# White chocolate and raspberry mousse



## Ishbel (Mar 23, 2005)

Recipe from Leith's Cookery School, London

This will make enough for 4 glasses

3 tablespoons water
2 teaspoons powdered gelatine
6 oz/170g white chocolate (good quality) chopped
3/4 pt/425ml  double cream
1 egg white
1 punnet of fresh raspberries (at the moment ours are imports from Spain)

Grated white or dark chocolate to serve

Place the water in a very small saucepan.  Sprinkle over the gelatine and leave to stand until spongy in texture

Meanwhile, place the chocolate and cream in a bowl, placed over, not IN a pan of simmering water.  Stir occasionally until all the chocolate has melted (white chocolate can overheat really easily, so take care when melting that the bowl gets no hotter than necessary!)  Remove from the heat.

Dissolve the gelatine over a very gentle heat and, when clear, add to the chocolate and cream.  Allow to cool slightly, stirring occasionally to ensure that a skin does not form.

Whisk the egg white until stiff but not dry.

When the chocolate mixture is beginning to set, fold in the raspberries and whisked egg white.

Turn into tall glasses and refrigerate until set.

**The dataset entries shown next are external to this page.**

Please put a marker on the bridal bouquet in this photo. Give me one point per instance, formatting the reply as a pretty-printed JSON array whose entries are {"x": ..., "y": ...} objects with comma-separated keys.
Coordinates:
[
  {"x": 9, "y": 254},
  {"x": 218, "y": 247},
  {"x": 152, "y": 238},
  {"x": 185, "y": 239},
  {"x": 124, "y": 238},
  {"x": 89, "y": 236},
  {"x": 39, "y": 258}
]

Just before serving, scatter some grated white or dark chocolate over the mousses.  Serve with some thin home made ginger snaps.


----------



## Alix (Mar 23, 2005)

OK, I know you told me this once before but I can't remember. What is double cream? Is it just higher fat content? Oh BTW, this looks wonderful, my husband is a raspberry/chocolate addict so this will be a nice dessert for Easter dinner.


----------